A group of students pose together in the mountains of Peru.

A key part of the Institute’s mission is to provide you with immersive, hands-on learning as part of your studies.

Unlike other classroom-based graduate programs, these immersive experiences allow you to apply practical skills in your field of study before you graduate. Not only do you gain professional experience, but you are exposed to relevant networking opportunities that often lead to jobs after graduation. 

Below are some of the options available, with more emerging as the Institute’s professional partnerships grow and change. 


Institute students can apply for up to $3,000 in Experiential Learning Funding (ELF) to cover costs for eligible unpaid or minimally paid opportunities including virtual internships, volunteer opportunities, global courses, and start-ups. 

Separate from ELF, there is a Professional Development Fund (PDF) for conferences and professional licenses/certificates. 

Student Stories

Learn from the experiences of other students through our experiential learning blog

Immersive Learning: DPMI in Rwanda

My name’s Chris Nemarich, and this January I just completed a immersive learning program doing DPMI in Rwanda. It was really surprising where you hear about Rwanda as this amazing development success story. Reading about it and then seeing it is a completely different experience. Being able to see how much development has taken place and where the country is at now. Just reading about it in a book just doesn’t capture.

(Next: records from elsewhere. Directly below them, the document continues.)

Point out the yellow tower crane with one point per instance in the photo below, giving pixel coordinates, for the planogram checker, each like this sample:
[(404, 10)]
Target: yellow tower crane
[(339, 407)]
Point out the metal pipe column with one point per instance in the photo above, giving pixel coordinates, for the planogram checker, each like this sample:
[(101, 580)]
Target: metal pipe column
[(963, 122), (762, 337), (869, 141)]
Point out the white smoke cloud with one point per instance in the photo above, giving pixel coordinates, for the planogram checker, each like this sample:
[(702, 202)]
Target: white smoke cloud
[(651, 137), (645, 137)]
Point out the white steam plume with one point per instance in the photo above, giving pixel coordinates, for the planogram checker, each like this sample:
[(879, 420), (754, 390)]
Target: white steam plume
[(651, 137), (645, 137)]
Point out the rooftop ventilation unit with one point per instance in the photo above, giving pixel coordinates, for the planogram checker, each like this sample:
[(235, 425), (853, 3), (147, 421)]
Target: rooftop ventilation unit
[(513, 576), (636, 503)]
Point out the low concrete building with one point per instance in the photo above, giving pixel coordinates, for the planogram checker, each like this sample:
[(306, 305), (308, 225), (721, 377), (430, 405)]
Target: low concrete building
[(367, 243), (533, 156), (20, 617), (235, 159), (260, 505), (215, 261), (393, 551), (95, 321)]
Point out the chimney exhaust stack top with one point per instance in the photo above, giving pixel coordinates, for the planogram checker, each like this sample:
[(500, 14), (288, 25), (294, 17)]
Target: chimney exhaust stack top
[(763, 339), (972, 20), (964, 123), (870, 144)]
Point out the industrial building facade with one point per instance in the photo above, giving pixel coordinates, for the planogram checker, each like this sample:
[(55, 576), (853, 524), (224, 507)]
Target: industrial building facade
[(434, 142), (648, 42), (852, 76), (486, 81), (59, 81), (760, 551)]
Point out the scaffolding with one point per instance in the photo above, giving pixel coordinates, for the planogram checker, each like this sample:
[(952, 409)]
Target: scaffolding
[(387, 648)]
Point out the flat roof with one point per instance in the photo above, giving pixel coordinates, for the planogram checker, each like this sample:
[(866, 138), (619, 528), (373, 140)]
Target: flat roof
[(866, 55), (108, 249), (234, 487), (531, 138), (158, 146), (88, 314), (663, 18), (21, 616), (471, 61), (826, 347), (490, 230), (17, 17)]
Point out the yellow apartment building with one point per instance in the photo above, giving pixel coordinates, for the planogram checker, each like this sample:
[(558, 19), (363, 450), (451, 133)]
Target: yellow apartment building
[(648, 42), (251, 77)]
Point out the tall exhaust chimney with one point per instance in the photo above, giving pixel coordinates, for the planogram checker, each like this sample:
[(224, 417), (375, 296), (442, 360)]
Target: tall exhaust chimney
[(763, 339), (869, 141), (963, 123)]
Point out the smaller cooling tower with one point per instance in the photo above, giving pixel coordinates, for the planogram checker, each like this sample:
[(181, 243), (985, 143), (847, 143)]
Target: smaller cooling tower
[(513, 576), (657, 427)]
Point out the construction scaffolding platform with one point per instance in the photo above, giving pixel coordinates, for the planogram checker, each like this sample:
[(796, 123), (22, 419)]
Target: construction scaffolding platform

We started the program in Kigali, the capital, and had a few days to orient ourselves. We then went out to Rwinkwavu, which is a smaller town in the eastern provinces, and we would have a mix of classroom experiences. We did some field visits and then went through this process of really iteratively learning a concept, learning some new material, and then turning around and applying that to the client projects.

And so being able to be in a classroom, and be in a setting, and be in a group where it’s not just the Middlebury students that you’re interacting with but people from all different countries around the world, all different backgrounds, at different places in their career. And bringing that knowledge, and that experience, and that richness and depth into the classroom. That interaction really adds something to the classroom dynamic that you don’t normally just get in the course of the semester.

For me, as a development practitioner, one of the most important things is taking into account where you are, who you’re working with, and what those local needs and that local capacity is. And so, really to have a program that’s geared towards that has reinforced and reminded me of why I chose this path.

It’s definitely something that has made me excited to come back and really throw myself back into my course work. And it’s an experience that I think I’ll draw on, and already have drawn on.